Danach, im geheimnisvoll beginnenden französischen Film „Freiwillig verbannt“, fliehen ein paar Intellektuelle vor der „Herde von 4 Milliarden Volldeppen“ auf eine einsame Insel, wo sie alle Uhren und Radios einsammeln. Selbst am Ende der Welt herrscht aber die Banalität der feuchten Matrazen über die Größe des eskapistischen Vorhabens.

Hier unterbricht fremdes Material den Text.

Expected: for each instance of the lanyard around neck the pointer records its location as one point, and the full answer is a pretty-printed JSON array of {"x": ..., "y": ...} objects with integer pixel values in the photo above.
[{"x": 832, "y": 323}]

Und dann die Apokalypse: Auch in ihrem Angesicht herrscht die Banalität am Ende der Welt in Don McKellars wunderbarem Film „Die letzte Nacht“. Das Jahrtausend endet mit dem Weltuntergang, von dem man schon Monate weiß – zuvor aber wird es noch ordentlich zuendegebracht: Die Gaswerke rufen noch alle Kunden an, um sich bei ihnen zu bedanken, einer will noch mit einer Jungfrau ficken und um Mitternacht einen Orgasmus, eine Mutter will mit ihrer Familie sein, die Protagonistin will sich um null Uhr erschießen – andere gehen zum „größten Gitarrenjam aller Zeiten“. Angekündigt ist das Ende der Welt auch in Hal Hartleys formal und erzählerisch faszinierend mutiger Allegorie vom „Buch des Lebens“, wo Jesus am Silvesterabend auf die Welt zurückkehrt. Aber seine Mission beendet Jesus nicht und wirft den Laptop mit der Software vom Buch des Lebens ins Meer.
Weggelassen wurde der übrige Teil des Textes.